LIST OF REFERENCE SYMBOLS

• 1 Final stage blade in the blade run
• 2 Blade foot
• 3 Airfoil
• 4 Pressure side
• 5 Suction side
• 6 Leading edge
• 6′ Suction-side part of the shroud
• 6″ Pressure-side part of the shroud
• 7 Trailing edge
• 8 Shroud
• 9 Suction-side shroud fillet
• 10 Blade
• 13 Airfoil
• 14 Pressure side
• 15 Suction side
• 16 Leading edge
• 16′ suction-side part of the shroud
• 16″ Pressure-side part of the shroud
• 17 Trailing edge
• 18 Shroud
• 19 Suction-side shroud fillet
• 20 Projection
• 21 Recess
• 22 Trailing flank
• α Angle between the circumferential direction and the line from the leading edge to the projection maximum
• A Axial direction parallel to the turbine rotor axis
• B Line through the maximum extent of the leading edge and the maximum extent of the projection
• C Circumferential direction, rotation direction
• E_max Maximum axial extent of the projection
• W Path of water droplets
• W₀ Flow path of relatively large water droplets
• W₁ Flow path of relatively small water droplets
• rt₁ Radial extent of the shroud in the overhang at the trailing edge
• rt₂ Radial extent of the shroud in the projection

Claims

1. A rotating blade row for a final stage of a steam turbine having blades (10) in each case with an integrated shroud (18), the shroud (18) of each blade (10) in the row has a projection (20) on a pressure side (14) thereof, for shielding a suction-side shroud fillet (19) of a next blade in a flow direction against at least a portion of water droplets.

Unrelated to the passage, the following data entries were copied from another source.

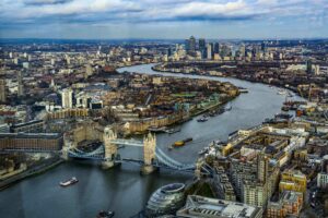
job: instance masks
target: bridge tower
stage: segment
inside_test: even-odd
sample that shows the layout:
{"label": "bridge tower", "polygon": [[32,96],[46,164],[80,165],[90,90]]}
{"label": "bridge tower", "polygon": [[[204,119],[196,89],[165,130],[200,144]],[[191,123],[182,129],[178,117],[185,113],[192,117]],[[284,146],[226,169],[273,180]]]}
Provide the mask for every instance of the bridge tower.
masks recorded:
{"label": "bridge tower", "polygon": [[143,161],[144,165],[141,168],[143,174],[149,174],[155,170],[152,166],[156,158],[156,136],[149,133],[143,137]]}
{"label": "bridge tower", "polygon": [[116,138],[117,138],[116,132],[114,132],[110,126],[106,126],[103,135],[104,147],[105,147],[105,160],[103,161],[103,168],[105,169],[112,168],[115,165],[117,146],[113,144],[112,141]]}

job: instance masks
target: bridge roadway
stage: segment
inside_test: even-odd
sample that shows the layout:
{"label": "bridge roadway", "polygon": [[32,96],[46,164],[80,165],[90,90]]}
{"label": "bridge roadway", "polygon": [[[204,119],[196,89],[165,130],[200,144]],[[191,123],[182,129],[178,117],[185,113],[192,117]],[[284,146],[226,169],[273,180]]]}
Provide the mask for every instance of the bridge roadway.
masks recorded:
{"label": "bridge roadway", "polygon": [[[191,171],[194,172],[194,170],[195,170],[195,165],[178,162],[175,159],[168,157],[160,148],[156,148],[155,156],[156,156],[156,160],[154,160],[153,164],[152,164],[152,166],[154,166],[154,167],[166,168],[166,169],[178,170],[178,171],[189,171],[189,172],[191,172]],[[69,157],[82,158],[82,159],[92,159],[92,160],[102,160],[102,161],[106,160],[105,149],[104,149],[103,146],[98,147],[97,149],[93,150],[92,153],[84,153],[82,150],[73,148],[73,149],[69,150]],[[143,160],[133,159],[133,158],[117,158],[115,160],[115,162],[116,164],[130,162],[130,164],[139,164],[139,165],[144,164]]]}
{"label": "bridge roadway", "polygon": [[[120,146],[137,146],[137,147],[143,147],[143,143],[136,140],[113,140],[113,144],[120,145]],[[120,147],[118,147],[120,148]],[[31,149],[31,148],[22,148],[22,149],[2,149],[0,150],[0,154],[11,154],[11,153],[52,153],[52,154],[62,154],[62,150],[46,150],[46,149]],[[81,158],[81,159],[91,159],[91,160],[99,160],[99,161],[106,161],[105,158],[105,148],[104,145],[97,147],[95,150],[85,153],[77,147],[70,148],[68,150],[68,156],[72,158]],[[194,172],[195,165],[192,164],[181,164],[176,161],[175,159],[168,157],[161,148],[156,147],[155,149],[155,160],[152,162],[152,166],[157,168],[166,168],[171,170],[178,170],[178,171],[187,171],[187,172]],[[132,162],[132,164],[139,164],[143,165],[144,161],[140,159],[133,159],[133,158],[117,158],[115,162]]]}

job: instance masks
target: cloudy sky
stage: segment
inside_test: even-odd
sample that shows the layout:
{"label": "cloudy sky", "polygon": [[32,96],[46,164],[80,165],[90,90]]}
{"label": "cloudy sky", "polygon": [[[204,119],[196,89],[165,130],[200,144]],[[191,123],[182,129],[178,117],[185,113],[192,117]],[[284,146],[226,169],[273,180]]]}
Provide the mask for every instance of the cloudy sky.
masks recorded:
{"label": "cloudy sky", "polygon": [[1,0],[0,38],[328,37],[328,0]]}

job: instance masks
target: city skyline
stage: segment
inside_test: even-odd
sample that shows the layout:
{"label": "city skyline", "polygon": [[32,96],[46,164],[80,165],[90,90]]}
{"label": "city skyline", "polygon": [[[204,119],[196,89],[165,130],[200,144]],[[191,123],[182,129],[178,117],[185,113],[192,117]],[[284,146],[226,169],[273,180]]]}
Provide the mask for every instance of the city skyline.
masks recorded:
{"label": "city skyline", "polygon": [[325,38],[324,0],[4,0],[0,38]]}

2. The rotating blade row as claimed in claim 1, wherein the projection (20) extends from the pressure side of the shroud (18) in an axial direction (A) parallel to a rotor axis of the steam turbine.

3. The rotating blade row as claimed in claim 1, wherein the projection (20) is arranged sufficiently remotely from the shroud (18) on a trailing edge (17) of the blades such that mass equilibrium of the shroud is ensured between the suction side and pressure side of the shroud (18).

4. The rotating blade row as claimed in claim 3, wherein the projection (20) is arranged in a portion of the shroud (18) which faces a leading edge (16).

5. The rotating blade row as claimed in claim 2, wherein a recess (21) is provided between the leading edge (16) of the blades (10) and a maximum extent (Emax) of the projection (20) in the axial direction (A), parallel to the rotor axis of the steam turbine.

6. The rotating blade row as claimed in claim 1, wherein a radial extent (rt2) of the projection (20) is greater than a radial extent (rt1) of the shroud (18) in an area of a trailing edge (17) of the blades (10).